4 tips for paying off student loans
Here are some additional tips and tricks to help you pay off your student loans faster — without breaking the bank.
1. Pay more than the minimum amount
If it’s possible, pay more than the minimum amount. “If you choose to put more money towards your loans every month, you will end up paying less in interest over the life of your loan and get out of debt faster,” says David Green, chief product officer at Earnest.
By paying more than the minimum, you’ll pay down more of the principal — which can help you pay off your student loans much sooner.
2. Pay more than once per month
Making an extra payment in addition to your required payments can go a long way toward reducing the principal of your student loan. Your loan may have less interest accrued if you can make another payment within the same month. A more significant percentage of that money can be applied to the principal as a result.
3. Create a budget — and stick to it
Paying off a student loan is a long-term effort. A budget helps you identify which expenses are necessary and which aren’t. “By making a budget you can break down your spending into monthly bite-sized pieces and make adjustments to improve your spending habits,” says Green.
To avoid the urge to spend, try setting small goals for yourself or creating a dedicated student loan account with automatic deposits. That way, you remove the temptation to spend repayment funds.
4. Consider an income-driven repayment plan
Paying off your student loans based on yearly earnings can be a great way to chip away at your debt. Income-driven repayment plans, available to federal student loan borrowers, base your monthly payment on your current income.
There are four types of income-driven repayment plans that you can apply for:
- Revised Pay As You Earn Repayment Plan (REPAYE Plan): Pay 10 percent of your discretionary income for 20 to 25 years, depending on your loan type.
- Pay As You Earn Repayment Plan (PAYE Plan): Pay 10 percent of your discretionary income for 20 years.
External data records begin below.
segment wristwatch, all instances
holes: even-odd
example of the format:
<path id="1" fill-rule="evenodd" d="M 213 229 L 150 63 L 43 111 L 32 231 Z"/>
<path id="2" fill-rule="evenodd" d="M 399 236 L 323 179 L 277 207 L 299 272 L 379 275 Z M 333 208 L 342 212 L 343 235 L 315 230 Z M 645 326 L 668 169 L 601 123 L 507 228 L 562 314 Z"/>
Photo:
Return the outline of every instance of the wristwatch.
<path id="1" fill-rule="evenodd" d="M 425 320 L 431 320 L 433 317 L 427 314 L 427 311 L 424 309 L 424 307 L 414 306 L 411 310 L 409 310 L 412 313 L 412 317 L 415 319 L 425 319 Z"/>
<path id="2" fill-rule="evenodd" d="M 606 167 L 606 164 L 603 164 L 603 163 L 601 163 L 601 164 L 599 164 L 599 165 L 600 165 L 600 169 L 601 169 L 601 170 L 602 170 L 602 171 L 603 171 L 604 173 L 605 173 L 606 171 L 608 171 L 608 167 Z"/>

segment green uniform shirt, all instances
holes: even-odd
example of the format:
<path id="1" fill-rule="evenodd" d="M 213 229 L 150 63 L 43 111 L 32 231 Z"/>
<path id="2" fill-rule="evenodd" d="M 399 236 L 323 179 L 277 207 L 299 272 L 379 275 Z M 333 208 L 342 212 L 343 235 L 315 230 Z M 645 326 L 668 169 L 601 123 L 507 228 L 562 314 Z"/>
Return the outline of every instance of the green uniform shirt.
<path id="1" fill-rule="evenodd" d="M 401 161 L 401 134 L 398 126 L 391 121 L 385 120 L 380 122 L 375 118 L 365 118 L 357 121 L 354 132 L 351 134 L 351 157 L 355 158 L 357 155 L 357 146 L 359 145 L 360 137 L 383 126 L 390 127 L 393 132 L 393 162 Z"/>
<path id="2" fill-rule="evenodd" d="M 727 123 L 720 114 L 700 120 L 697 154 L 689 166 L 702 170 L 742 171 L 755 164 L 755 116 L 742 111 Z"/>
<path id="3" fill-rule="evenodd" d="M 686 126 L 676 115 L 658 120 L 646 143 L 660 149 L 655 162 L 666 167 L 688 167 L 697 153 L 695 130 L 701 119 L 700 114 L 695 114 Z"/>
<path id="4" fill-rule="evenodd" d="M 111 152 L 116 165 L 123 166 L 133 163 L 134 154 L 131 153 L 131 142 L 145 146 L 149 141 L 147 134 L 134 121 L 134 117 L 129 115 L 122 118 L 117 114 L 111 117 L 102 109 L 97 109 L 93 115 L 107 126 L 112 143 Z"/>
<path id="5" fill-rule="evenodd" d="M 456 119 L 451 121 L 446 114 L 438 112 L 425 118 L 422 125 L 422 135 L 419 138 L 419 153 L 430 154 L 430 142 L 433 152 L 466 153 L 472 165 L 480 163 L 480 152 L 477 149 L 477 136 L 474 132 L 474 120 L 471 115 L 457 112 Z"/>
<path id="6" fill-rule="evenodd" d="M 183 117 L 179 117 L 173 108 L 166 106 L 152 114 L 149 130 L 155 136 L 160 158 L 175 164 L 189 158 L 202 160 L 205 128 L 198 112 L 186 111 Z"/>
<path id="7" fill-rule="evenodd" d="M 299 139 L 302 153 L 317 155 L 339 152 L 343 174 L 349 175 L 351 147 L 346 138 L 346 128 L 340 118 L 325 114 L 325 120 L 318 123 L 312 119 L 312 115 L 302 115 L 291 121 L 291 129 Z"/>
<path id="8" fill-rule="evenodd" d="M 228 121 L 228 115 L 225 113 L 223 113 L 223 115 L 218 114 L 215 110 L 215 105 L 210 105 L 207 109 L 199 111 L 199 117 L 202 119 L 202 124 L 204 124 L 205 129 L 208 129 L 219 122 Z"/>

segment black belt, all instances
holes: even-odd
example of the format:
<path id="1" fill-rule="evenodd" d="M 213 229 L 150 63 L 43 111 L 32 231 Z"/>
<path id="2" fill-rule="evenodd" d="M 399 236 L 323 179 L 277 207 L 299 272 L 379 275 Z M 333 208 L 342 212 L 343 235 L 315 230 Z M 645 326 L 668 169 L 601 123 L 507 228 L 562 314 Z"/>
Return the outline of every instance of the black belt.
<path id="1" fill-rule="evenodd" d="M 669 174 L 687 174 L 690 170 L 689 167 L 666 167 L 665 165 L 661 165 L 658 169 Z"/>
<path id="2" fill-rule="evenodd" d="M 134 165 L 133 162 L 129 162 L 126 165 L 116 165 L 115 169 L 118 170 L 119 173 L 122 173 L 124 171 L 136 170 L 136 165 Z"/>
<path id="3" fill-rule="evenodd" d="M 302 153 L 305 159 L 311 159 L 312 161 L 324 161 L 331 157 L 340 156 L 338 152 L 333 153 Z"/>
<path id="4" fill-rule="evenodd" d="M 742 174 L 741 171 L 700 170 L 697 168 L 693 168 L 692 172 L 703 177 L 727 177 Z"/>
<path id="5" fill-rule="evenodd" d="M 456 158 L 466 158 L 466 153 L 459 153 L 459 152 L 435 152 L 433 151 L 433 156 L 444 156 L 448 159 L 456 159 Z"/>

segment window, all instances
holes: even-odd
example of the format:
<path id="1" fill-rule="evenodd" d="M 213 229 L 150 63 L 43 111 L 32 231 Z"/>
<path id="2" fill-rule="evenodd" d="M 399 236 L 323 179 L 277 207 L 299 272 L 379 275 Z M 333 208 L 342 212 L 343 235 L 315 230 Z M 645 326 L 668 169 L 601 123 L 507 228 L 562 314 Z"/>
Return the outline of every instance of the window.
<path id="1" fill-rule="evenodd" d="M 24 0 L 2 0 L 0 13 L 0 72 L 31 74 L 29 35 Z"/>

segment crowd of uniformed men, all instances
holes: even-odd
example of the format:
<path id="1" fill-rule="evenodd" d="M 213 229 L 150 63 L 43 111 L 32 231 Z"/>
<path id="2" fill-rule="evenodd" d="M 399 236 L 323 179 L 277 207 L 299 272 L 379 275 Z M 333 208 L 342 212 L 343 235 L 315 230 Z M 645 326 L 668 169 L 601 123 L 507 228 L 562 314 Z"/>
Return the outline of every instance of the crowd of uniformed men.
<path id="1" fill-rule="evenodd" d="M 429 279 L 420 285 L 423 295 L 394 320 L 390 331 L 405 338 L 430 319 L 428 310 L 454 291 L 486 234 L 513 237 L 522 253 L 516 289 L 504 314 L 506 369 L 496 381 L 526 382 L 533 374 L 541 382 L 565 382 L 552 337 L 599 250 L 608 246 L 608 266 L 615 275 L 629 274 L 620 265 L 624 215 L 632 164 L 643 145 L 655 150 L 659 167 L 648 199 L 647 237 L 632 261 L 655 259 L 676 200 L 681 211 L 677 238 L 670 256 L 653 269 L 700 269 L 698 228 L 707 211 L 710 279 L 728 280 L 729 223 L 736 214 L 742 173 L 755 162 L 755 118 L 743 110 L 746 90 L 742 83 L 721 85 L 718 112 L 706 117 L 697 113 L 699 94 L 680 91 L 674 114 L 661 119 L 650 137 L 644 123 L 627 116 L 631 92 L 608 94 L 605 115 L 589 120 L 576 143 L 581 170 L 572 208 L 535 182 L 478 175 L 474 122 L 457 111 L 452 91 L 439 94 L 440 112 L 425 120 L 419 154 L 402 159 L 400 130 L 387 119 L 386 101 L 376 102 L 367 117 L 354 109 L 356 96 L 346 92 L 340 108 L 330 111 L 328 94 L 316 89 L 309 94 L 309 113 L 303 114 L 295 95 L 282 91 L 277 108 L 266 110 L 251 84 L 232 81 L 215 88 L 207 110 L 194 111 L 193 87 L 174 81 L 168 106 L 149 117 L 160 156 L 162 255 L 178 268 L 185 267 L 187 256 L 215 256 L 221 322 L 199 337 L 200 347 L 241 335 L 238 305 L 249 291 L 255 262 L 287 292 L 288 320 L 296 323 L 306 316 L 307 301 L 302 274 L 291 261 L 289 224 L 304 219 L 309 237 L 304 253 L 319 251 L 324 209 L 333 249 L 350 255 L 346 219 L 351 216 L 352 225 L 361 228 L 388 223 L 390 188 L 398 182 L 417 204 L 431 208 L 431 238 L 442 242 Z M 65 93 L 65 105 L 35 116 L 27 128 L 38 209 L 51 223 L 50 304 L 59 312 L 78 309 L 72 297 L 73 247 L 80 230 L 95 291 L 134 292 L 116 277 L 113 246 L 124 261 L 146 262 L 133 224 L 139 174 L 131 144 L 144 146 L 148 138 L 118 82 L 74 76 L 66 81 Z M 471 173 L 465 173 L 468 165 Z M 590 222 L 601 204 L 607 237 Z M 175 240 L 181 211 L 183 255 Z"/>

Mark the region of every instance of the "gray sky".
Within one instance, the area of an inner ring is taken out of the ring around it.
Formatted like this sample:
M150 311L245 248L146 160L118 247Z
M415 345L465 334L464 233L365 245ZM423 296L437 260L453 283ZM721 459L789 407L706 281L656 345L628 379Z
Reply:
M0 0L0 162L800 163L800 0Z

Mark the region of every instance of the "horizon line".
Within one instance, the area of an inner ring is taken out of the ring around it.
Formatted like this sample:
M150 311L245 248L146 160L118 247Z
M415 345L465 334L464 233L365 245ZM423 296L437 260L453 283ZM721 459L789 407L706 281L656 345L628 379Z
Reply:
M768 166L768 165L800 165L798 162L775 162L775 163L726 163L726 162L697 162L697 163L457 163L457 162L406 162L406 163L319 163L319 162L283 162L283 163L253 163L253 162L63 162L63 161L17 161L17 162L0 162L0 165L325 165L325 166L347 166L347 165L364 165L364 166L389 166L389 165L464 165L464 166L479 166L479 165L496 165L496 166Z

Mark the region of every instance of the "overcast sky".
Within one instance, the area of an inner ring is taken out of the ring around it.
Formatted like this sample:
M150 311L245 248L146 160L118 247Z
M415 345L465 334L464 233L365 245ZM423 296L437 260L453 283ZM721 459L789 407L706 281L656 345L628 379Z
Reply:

- Income-Based Repayment Plan (IBR Plan): Pay 10 percent of your discretionary income for 20 years if you’re a new borrower (on or after July 1, 2014) or 15 percent of your discretionary income for 25 years if you’re not a new borrower (on or after July 1, 2014).
- Income-Contingent Repayment Plan (ICR Plan): Pay 20 percent of your discretionary income (or what you would pay on a standard 12-year repayment plan) for 25 years.
Other options for paying down student loans
There’s more than one way to pay off a student loan. You may be surprised at the various repayment options available to you:
- If you’re a private loan borrower, you might want to consider refinancing your loan.
- If you’re a member of the armed forces or a public servant, you might qualify for Public Service Loan Forgiveness.
- If you’re still in school, consider making full or partial payments before you graduate to begin lowering your balance, even if it’s not required.
Federal borrowers can also make progress on their loans during the period of student loan deferment through Dec. 31, 2020. Federal student loan borrowers will not be responsible for making interest or principal payments through the extended deferment, but continuing your payment schedule during the zero-interest period will help you pay down your loans faster.